Sauber gesetzte Rasenkanten grenzen die Rasenfläche vom Weg oder Beet ab. Das bietet nicht nur optische Vorteile, sondern auch diverse Praktische. Denn so kann beispielsweise dem Mähroboter signalisiert werden, dass er ab hier nicht weitermähen darf und so bodennahe Pflanzen nicht beschädigt werden. Auch Schnecken können durch Beeteinfassungen aus verzinktem Blech aus Ihrem Gemüsebeet ferngehalten werden. Besonders palisadenartige Rasenkanten oder stabile Betonsteine können auch dafür sorgen, dass der Rasen beim Einparken nicht aus Versehen mit dem Auto befahren wird.

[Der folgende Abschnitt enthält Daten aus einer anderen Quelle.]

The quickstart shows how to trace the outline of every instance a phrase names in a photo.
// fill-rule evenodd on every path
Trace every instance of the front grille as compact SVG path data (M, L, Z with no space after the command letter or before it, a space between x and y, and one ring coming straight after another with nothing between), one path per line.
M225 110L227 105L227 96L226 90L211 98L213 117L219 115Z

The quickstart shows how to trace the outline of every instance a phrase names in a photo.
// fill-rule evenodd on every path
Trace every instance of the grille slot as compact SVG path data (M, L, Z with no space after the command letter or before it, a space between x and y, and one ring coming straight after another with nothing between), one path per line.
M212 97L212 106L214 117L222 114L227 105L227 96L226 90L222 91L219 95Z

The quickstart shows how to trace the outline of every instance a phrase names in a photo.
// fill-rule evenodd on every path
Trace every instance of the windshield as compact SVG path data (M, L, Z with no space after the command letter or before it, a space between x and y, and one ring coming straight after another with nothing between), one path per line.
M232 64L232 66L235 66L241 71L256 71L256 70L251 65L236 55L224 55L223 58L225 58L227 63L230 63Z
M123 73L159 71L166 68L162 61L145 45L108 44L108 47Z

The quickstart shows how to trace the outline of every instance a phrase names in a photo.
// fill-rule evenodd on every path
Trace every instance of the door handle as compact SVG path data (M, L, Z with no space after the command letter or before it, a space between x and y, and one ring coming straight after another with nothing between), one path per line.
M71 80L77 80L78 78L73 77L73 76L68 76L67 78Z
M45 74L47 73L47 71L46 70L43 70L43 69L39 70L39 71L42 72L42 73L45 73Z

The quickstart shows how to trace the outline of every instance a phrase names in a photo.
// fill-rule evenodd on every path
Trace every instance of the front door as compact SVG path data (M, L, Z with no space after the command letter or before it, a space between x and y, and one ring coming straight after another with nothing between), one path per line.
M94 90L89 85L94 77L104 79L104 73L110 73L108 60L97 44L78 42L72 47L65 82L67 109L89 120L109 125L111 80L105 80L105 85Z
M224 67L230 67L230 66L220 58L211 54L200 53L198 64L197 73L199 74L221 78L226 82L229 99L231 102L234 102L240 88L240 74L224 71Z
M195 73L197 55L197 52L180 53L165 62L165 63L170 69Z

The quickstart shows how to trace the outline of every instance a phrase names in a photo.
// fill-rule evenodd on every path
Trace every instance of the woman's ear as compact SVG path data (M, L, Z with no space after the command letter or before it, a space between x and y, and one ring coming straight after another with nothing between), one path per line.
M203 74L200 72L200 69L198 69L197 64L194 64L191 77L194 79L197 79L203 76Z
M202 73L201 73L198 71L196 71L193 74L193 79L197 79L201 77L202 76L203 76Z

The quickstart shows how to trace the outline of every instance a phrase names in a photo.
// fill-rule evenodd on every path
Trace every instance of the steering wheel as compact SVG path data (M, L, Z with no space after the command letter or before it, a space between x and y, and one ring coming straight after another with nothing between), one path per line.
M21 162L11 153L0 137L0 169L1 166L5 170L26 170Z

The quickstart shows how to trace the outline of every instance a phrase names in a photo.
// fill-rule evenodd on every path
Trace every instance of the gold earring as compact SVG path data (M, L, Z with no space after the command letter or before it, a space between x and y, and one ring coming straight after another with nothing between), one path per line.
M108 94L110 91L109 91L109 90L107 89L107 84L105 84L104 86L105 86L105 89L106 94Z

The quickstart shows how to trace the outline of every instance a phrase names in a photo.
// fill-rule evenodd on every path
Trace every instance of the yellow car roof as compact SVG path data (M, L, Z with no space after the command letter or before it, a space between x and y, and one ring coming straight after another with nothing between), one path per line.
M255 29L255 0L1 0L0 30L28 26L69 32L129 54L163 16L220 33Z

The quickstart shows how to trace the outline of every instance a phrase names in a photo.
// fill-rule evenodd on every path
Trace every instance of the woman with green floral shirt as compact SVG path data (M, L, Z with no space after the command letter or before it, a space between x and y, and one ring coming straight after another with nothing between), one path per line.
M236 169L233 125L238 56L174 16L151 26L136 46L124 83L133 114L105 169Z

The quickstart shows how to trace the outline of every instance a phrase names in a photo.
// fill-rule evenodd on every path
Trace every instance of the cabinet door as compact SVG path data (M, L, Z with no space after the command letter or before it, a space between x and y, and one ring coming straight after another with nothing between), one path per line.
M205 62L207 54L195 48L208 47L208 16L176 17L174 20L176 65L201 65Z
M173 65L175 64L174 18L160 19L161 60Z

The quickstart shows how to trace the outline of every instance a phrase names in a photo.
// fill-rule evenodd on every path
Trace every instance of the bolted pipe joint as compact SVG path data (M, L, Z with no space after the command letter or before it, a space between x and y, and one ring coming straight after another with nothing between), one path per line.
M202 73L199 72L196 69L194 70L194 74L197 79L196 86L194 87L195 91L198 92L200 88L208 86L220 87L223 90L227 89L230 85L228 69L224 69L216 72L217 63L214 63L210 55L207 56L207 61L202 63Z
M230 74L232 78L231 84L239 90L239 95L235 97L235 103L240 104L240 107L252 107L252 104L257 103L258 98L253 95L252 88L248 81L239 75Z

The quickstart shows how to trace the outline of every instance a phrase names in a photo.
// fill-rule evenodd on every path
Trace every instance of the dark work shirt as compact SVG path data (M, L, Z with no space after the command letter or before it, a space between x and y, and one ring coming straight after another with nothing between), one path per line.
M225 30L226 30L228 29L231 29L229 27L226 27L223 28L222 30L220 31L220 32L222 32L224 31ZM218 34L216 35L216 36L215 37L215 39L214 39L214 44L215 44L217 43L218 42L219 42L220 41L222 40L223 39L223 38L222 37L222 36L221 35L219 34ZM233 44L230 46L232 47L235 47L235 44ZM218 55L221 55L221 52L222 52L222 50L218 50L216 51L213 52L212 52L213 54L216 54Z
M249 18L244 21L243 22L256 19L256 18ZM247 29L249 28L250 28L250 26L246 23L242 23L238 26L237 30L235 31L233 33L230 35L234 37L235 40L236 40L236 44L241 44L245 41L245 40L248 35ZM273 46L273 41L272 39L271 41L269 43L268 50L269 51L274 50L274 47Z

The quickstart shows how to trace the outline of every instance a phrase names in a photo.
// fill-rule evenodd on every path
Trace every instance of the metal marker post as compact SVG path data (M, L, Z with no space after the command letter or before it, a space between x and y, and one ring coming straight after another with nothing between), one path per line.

Wir zeigen Ihnen verschiedene Rasenkanten im Vergleich, welche Möglichkeiten es gibt und wie man selber Rasenkantensteine setzt.

Rasenkanten aus Beton, Metall oder Kunststoff

Ob Beton, Metall oder Kunststoff: Jede Rasenkante hat eigene Stärken – hier erfahren Sie, welche Variante zu Ihrem Garten und Ihrem Pflegeaufwand passt.

Rasenkanten verlegen

Wie setzt man Rasenkanten richtig? Die Montage ist nicht schwer, nur etwas zeitintensiv. Zunächst sollten Sie überlegen, wie Ihre neue Rasenkante verlaufen soll. Mit einer geschwungenen Einfassung bekommen Sie eine harmonische Atmosphäre, allerdings könnte das Rasenmähen dadurch etwas aufwändiger werden. Gerade Verläufe sind hingegen einfacher in der Montage und Pflege, eignen sich optisch aber eher für Einfahrten denn als Beetbegrenzung.

  • Schnur spannen und ausrichten

  • Erdreich ausheben

  • Boden verdichten

  • Steine in Frischbeton setzen und sauber ausrichten

  • Beton aushärten lassen

  • Sand anschütten, Rasen auffüllen.

Achten Sie darauf, dass am Ende die Randsteine in etwa so hoch wie die Grashalme sind, also 4 bis 5 cm.